Après cette adaptation, les pays de l'UE disposeront de plus de latitude pour gérer leurs populations de loups. L'objectif est de contrôler le nombre de loups. En raison du statut strictement protégé, la population de loups en Europe est passée à 20 000. Cependant, les pays de l'UE doivent toujours garantir que le loup bénéficie de conditions de vie favorables et ne soit pas entravé.
De plus, les pays de l'UE peuvent choisir de continuer à considérer le loup comme une espèce strictement protégée dans leurs lois nationales. Dans ce cas, des mesures de protection plus strictes peuvent être prises au niveau national. Les pays peuvent également adapter leurs politiques aux « circonstances régionales spécifiques ».
La Commission européenne a soumis la proposition au Parlement européen. Cela nécessitait une modification de la Directive Habitats, un pilier important de la politique européenne en matière de nature. Cette directive vise à protéger la biodiversité et les habitats vulnérables et, si nécessaire, à les restaurer.

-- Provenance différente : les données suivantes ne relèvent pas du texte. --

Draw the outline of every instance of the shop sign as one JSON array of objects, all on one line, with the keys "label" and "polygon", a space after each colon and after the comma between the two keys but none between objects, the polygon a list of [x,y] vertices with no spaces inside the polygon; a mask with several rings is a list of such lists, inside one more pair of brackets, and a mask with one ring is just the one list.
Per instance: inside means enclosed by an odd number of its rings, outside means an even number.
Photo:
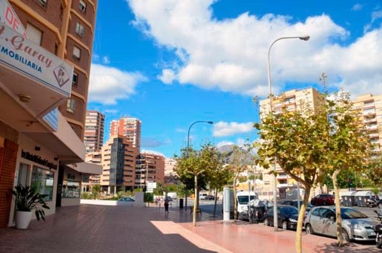
[{"label": "shop sign", "polygon": [[0,24],[0,63],[70,97],[73,67],[4,25]]},{"label": "shop sign", "polygon": [[57,169],[57,165],[52,162],[49,162],[46,159],[43,159],[41,157],[38,155],[31,154],[29,152],[26,152],[23,149],[21,149],[21,157],[24,159],[29,160],[37,164],[46,166],[49,169]]},{"label": "shop sign", "polygon": [[0,22],[4,23],[24,38],[29,39],[25,28],[8,0],[0,0]]}]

L'annexe de la Directive Habitats contient des listes d'espèces animales avec leur statut de protection, basées sur la Convention de Berne et la convention de Bonn. Le statut du loup passera donc de « strictement protégé » à « protégé ». Les loups sont actuellement présents dans de nombreuses régions d'Europe, ce qui témoigne du succès de la politique européenne en matière de nature.